How Customers Receive Active Membership Benefits
Active members are individuals or organizations whose membership effective date is on or before today's date and whose expiration date (plus any grace period) is today or in the future.
Membership can be acquired either by purchasing it directly or via a qualifying relationship with an existing member. Active members enjoy various benefits.
Customers receive the benefits of a membership in two ways:
-
By becoming a member.
-
Via their relationship with a member.
Whether membership benefits are considered active in either of these cases is dependent on a few settings.
For Members
When a customer purchases a membership, depending on how that membership is configured, a few settings come into play in determining when membership benefits become active / inactive for the customer.
Membership Configuration Settings
-
Number of Months: For anniversary and calendar memberships, once the "Number of Months" of the membership term has ended, the membership is no longer considered active. This setting can be used in conjunction with the "Grace Period after Expiration Date" to allow a membership to remain active past the indicated number of months.
-
Start Day/Month: For anniversary memberships, the Start Day / Month setting allows selection from the following options: "Immediately," "First of the Month," "First of Closest Month," or "First of Next Month." In scenarios where "Immediately" is not selected, the membership effective date may be delayed.
-
Benefit Requires: This setting can be used to prevent the membership from becoming active until a certain condition is reached: the customer must pay an indicated percentage of their membership balance due or the order for their membership must be invoiced. If this condition is not met, the membership cannot be considered active.
-
Grace Period before Effective Date: The number of days before the technical effective date of the membership during which the membership is active.
Example: A calendar membership has a start date of January 1st, but the association wants to give their members who buy a few months early membership benefits starting in November. In this scenario, the Grace Period Before Effective Date would be set to "61" to accommodate November and December.
-
Grace Period After Expiration Date: The number of days after the technical expiration date, after which the membership becomes inactive.
Example: An association wants to give expiring members a month of membership benefits after their membership expiration date during which their membership will remain active. In this scenario, they would configure the membership with a Grace Period After Expiration Date of "30" to ensure that the membership remains active for 30 days after its expiration date.
-
Member Benefits End: This setting is used in conjunction with the grace period to determine whether the membership should deactivate strictly at the "End of Grace Period," "End of Month After Grace Period," or at the "End of Following Month After Grace Period."
-
Transfer Setup - Start Day/Month: Clients allowing membership transfer can use this setting to specify when the transferred membership becomes active: "First of the Month," "First of Closest Month," or "First of Next Month."
Note: The Membership Status > Acceptance Status and Drop Status settings on a Membership Record do not actually impact whether a customer has an active membership. This is simply a status label that updates when a customer becomes a member and when their membership lapses or is terminated. For example, opening a member's customer record and changing their membership status will not actually deactivate that membership.

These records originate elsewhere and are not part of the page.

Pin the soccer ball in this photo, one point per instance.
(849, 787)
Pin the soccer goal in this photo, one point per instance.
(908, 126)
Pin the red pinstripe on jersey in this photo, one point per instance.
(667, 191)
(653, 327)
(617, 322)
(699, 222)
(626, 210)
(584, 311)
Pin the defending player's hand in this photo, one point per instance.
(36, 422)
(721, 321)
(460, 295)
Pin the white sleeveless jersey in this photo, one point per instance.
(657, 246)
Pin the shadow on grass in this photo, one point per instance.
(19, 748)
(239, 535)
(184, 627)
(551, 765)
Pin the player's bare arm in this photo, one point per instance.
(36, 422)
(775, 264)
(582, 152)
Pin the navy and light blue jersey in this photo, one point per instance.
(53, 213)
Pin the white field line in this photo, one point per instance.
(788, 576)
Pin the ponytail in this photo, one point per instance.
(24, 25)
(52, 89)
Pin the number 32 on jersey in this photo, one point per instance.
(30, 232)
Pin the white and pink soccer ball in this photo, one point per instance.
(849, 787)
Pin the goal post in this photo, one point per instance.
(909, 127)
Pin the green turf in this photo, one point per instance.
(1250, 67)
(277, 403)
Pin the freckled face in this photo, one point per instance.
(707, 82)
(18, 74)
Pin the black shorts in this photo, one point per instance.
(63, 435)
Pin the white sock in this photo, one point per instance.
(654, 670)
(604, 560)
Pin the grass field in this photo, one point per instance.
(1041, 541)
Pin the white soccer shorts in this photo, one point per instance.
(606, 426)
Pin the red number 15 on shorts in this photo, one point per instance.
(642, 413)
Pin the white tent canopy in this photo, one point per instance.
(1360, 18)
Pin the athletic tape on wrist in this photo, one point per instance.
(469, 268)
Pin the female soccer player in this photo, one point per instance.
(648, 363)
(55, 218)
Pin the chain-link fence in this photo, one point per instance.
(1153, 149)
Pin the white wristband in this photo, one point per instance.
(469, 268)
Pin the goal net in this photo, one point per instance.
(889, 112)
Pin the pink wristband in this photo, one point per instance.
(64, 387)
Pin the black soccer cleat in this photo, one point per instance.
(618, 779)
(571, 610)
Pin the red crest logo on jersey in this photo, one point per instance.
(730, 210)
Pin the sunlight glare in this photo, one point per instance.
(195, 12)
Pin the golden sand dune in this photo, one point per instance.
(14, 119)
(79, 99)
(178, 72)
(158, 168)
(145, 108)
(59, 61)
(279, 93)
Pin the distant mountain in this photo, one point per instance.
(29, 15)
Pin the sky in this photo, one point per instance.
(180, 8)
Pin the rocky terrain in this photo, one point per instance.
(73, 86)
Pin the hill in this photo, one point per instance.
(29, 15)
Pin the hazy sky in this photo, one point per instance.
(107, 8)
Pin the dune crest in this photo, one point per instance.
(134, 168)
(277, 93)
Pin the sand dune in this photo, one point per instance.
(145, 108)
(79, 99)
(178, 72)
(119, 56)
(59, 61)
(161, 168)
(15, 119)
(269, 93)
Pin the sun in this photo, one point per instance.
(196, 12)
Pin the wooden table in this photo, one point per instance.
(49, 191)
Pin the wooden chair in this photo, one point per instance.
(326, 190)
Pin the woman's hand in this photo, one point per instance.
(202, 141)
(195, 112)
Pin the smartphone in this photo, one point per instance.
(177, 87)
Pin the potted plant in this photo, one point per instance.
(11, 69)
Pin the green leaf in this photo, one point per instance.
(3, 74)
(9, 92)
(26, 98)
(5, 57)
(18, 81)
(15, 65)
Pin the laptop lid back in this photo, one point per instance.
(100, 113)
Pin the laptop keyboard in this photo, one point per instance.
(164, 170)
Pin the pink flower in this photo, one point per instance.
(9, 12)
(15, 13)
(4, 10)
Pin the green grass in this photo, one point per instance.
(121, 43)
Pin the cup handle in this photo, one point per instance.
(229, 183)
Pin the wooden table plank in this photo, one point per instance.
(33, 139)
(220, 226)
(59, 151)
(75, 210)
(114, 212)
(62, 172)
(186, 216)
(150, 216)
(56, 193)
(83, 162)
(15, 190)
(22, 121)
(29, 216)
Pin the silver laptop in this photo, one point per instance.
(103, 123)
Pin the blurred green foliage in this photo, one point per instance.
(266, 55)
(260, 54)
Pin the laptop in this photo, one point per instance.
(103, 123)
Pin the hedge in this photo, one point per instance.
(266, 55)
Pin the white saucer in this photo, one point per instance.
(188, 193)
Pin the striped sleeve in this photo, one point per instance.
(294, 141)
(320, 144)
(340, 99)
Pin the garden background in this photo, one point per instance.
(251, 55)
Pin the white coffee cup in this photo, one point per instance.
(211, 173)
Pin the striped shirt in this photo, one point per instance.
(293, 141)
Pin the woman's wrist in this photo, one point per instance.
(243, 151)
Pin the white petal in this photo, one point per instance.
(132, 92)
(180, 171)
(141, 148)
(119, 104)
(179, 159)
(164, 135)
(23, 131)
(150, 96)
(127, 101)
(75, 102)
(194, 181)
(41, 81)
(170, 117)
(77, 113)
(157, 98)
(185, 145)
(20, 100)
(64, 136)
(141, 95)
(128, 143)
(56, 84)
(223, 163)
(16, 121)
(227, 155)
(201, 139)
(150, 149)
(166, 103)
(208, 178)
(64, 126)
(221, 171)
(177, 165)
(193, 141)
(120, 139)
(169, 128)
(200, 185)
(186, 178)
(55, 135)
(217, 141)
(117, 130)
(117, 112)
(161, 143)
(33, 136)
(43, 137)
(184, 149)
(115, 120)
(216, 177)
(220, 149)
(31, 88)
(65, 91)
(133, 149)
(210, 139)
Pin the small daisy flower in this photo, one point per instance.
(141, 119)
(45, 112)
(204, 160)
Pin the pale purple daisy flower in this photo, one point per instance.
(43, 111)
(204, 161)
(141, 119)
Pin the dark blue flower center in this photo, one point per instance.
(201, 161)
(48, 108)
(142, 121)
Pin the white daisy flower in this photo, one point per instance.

For Non-Members Receiving Benefits
For non-members receiving benefits via their relationship with a member, there are two additional layers which determine whether their membership benefits are considered active.
-
Flow down: This setting on the Membership Record allows staff to set exactly which relationships a customer must have with a member in order to receive active membership benefits.
-
Relationship Start and End Date: If a customer has a relationship with a member that does impart membership benefit flow down, the Relationship Start Date setting is used to determine when flow down benefits become active and the Relationship End Date setting determines when flow down benefits become inactive.
Example: ABC, Inc. is a member, and individuals with the relationship type "Employee" to ABC, Inc. receive benefits. Dana White held an "Employee" relationship until yesterday, so association staff updated his "Employee" relationship end date to yesterday. This deactivates the membership benefits flow down for Dana.